# [Topic-models] Topic-models Digest, Vol 28, Issue 2

Mateusz Berezecki mateuszb at gmail.com
Tue Nov 4 04:54:03 EST 2008

Hi,

On Tue, Nov 4, 2008 at 10:28 AM,  <1980er at web.de> wrote:
>>3. Whenever we choose \theta from the Dirichlet(\alpha) distribution
>>we effectively get all but one (as N is assumed to be fixed)
>>parameters for the Multinomial distribution used later on ?

> Yes. And since they have to sum up to one, you have all parameters in fact.
> Not sure what you think it has to do with N (the number of documents). The
> dimensionality of \theta is k. Look at the picture at
> http://en.wikipedia.org/wiki/Image:Dirichlet_distributions.png

Right, my bad. I meant K rather than N.

>>4. Why is p(z_n | \theta) given by \theta_i for the unique i such that
>>z_n^i = 1 ?
> Because \theta = { \theta_1, \theta_2, ..., \theta_n }, where each entry gives
> the probability for one topic. And for topic z_n^i = 1 it is given by
> \theta_i.

So that means there's no possibility of a word belonging to one topic
more than the others?
If a word belongs to a topic, that words belongs to only this topic?
Can this assignment change the next time we notice the same word later
in the document?

>>What steps do we make in order to make the LDA work correctly?
> I do not understand the question.

The part you wrote below answered my question :)

>>Estimate parameters and then do inference, or the other way around? I
>>think this is missing in the paper.

> First parameter estimation, then inference. You need the parameters for
> inference.

Please correct me if I am wrong:
the estimation works by estimating \alpha and \beta,
while inference gives me the values of z ?
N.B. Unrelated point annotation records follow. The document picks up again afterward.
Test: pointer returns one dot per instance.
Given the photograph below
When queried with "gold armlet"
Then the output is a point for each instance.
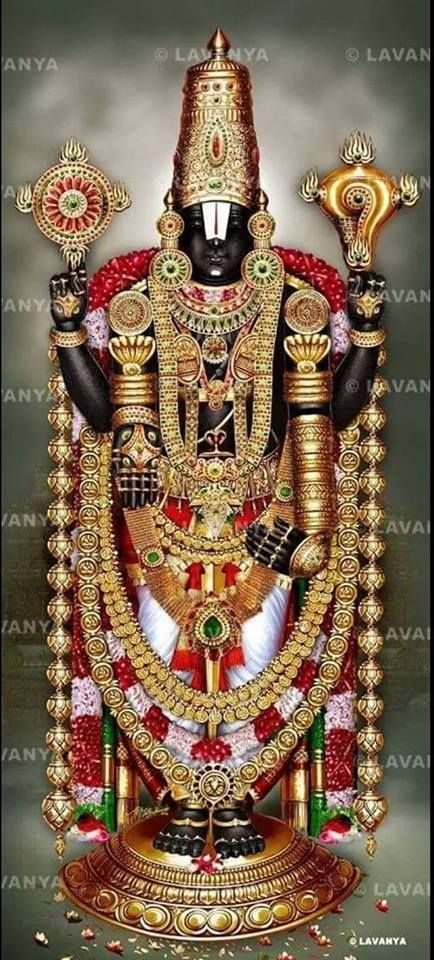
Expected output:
(315, 387)
(134, 414)
(310, 556)
(367, 338)
(68, 338)
(132, 389)
(313, 478)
I'm also curious why the original paper describes inference first,
then estimation...
Any hints?

>>7. Is the LDA-C a 1-1 implementation of what is published in the
>>paper? I was trying to read the code but for the first few passes over
>>the code I don't see any direct mapping to most of the equations
>>published in the paper.

> I do not know. But it had comparable results in a short experiment.

Ok. I'll rephrase a bit more to get more details.

To what part of the paper does lda_mle() function refer to?

best,
Mateusz Berezecki